Aku tidak ingat kapan pertama kali aku menyukai Yeonjun oppa.
Hanya karena kita selalu bersama.
Ketika saudara laki-laki saya datang berkunjung ke rumah saya, saya sengaja tidak menutup pintu.
Saat melewati ruang tamu, saya mencari kesempatan untuk melakukan kontak mata secara alami.
Aku sedang duduk di meja ruang tamu dengan pekerjaan rumah yang konyol.
Saat kakakku menatapku, aku merasa canggung dan menerimanya.
Jika saya mengucapkan "halo" terlebih dahulu, saya akan merasa baik sepanjang hari.
Yeonjun, yang lima tahun lebih tua dariku,
Dia adalah teman kakak laki-laki saya,
Bagiku, dia selalu menjadi 'orang yang agak pendiam.'
Jarak yang tampak dekat tetapi tidak dapat ditempuh.
Aku menyukai tipe orang seperti itu sejak kecil.
Tidak apa-apa jika aku tidak mengatakan apa pun.
Karena sebenarnya itu lebih praktis.
Kakakku selalu memanggilku adik laki-laki.
"Adikku, beri aku satu kue saja."
"Saudaraku, apakah kau tahu lagu ini? Ini lagu lama."

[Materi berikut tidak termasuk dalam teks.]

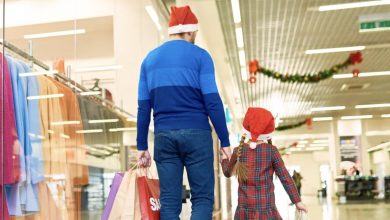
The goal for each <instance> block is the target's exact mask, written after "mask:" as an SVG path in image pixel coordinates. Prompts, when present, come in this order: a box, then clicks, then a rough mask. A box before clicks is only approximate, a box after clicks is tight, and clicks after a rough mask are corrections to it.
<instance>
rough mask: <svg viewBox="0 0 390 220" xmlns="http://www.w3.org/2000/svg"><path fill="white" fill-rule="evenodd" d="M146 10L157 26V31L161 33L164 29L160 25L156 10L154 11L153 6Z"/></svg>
mask: <svg viewBox="0 0 390 220" xmlns="http://www.w3.org/2000/svg"><path fill="white" fill-rule="evenodd" d="M145 10H146V12H148V14H149V16H150V18H151V19H152V21H153V22H154V24H155V25H156V27H157V29H158V30H159V31H161V29H162V28H161V25H160V21H159V18H158V15H157V13H156V10H154V8H153V6H151V5H147V6H145Z"/></svg>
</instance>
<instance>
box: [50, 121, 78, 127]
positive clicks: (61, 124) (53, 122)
mask: <svg viewBox="0 0 390 220" xmlns="http://www.w3.org/2000/svg"><path fill="white" fill-rule="evenodd" d="M78 124H80V121H56V122H52V123H51V125H52V126H55V125H78Z"/></svg>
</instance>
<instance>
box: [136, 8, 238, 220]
mask: <svg viewBox="0 0 390 220" xmlns="http://www.w3.org/2000/svg"><path fill="white" fill-rule="evenodd" d="M171 10H172V13H171V17H170V21H169V29H168V33H169V35H170V41H168V42H166V43H164V44H163V45H161V46H160V47H158V48H157V49H155V50H153V51H151V52H150V53H149V54H148V56H147V57H146V58H145V60H144V61H143V63H142V66H141V76H140V81H139V92H138V119H137V120H138V123H137V130H138V133H137V147H138V161H139V164H140V165H142V166H150V163H151V159H150V155H149V152H148V144H147V134H148V127H149V123H150V113H151V109H153V116H154V129H155V137H154V143H155V144H154V160H155V161H156V164H157V170H158V175H159V178H160V190H161V197H160V202H161V219H162V220H165V219H169V220H173V219H179V215H180V213H181V208H182V204H181V196H182V195H181V192H182V190H181V189H182V183H183V170H184V167H185V168H186V170H187V174H188V180H189V183H190V189H191V203H192V214H191V219H193V220H208V219H212V211H213V204H214V168H213V158H214V157H213V142H212V137H211V129H210V125H209V117H210V119H211V122H212V124H213V125H214V128H215V130H216V132H217V134H218V137H219V139H220V140H221V147H222V151H223V152H224V153H226V154H227V155H229V156H231V151H230V148H229V146H230V143H229V135H228V130H227V127H226V121H225V114H224V109H223V104H222V101H221V98H220V96H219V94H218V89H217V86H216V82H215V73H214V64H213V61H212V59H211V57H210V55H209V54H208V53H207V51H205V50H203V49H201V48H199V47H198V46H195V45H194V43H195V38H196V33H197V31H198V20H197V18H196V16H195V15H194V14H193V13H192V11H191V9H190V7H189V6H185V7H172V8H171Z"/></svg>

Setiap kali aku mendengar itu, aku mencoba tersenyum,
Kata-kata itu perlahan menumpuk di hatiku.
Aku merasa terjebak dalam kata 'adik laki-laki'.
Hatiku semakin membesar,
Karena di mata saudaraku, aku akan selalu berada di tempat itu.

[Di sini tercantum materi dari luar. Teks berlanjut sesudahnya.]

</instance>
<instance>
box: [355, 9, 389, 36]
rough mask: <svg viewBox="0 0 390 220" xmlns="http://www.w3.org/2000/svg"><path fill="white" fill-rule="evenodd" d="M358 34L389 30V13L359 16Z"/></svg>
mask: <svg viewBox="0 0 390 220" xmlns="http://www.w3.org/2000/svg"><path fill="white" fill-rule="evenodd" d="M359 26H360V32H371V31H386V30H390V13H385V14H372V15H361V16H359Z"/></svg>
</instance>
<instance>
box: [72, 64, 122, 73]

Waktu berlalu begitu saja,
Suatu hari, tiba-tiba aku mendengar sebuah kata.
“Keluarga Yeonjun akan berimigrasi ke luar negeri.”
Itulah akhirnya.
Aku bahkan tidak bisa mengucapkan salam.
Karena aku tidak tahu hari itu akan menjadi hari terakhir.
Kakak laki-lakiku juga tidak memberitahuku detailnya.
Aku tidak bertanya lagi.
Aku akhirnya menyerah begitu saja.
Hal pertama yang saya lipatt adalah emosi saya,
Selanjutnya adalah ingatan.
Tahun-tahun berlalu begitu saja.
SMP, SMA, dan sekarang.
Menyukai seseorang, merasa kecewa, menyukainya lagi, lalu melupakannya.
Bahkan ketika hal-hal seperti itu terulang kembali
Hanya satu orang
Itu tetap tersimpan dengan tenang di suatu tempat di hatiku.
Orang itu adalah kakak laki-laki Yeonjun.
Dan hari ini.
"Yeonjun datang ke Korea."
Aku tidak mengatakan apa pun.
Aku tersenyum seolah itu hal yang wajar,
“Oh, benarkah?” katanya sambil menyerahkannya.
Dan hanya di malam hari
Aku sedang duduk sendirian di ruangan itu.
Aku mengikat rambutku sekali di depan cermin, lalu melepaskannya.
Tanpa alasan, saya mengoleskan pelembap bibir lalu menghapusnya.
Aku pun mengetahuinya.
Bahwa aku masih mengingat orang itu.
Orang itu mungkin tidak mengingatku.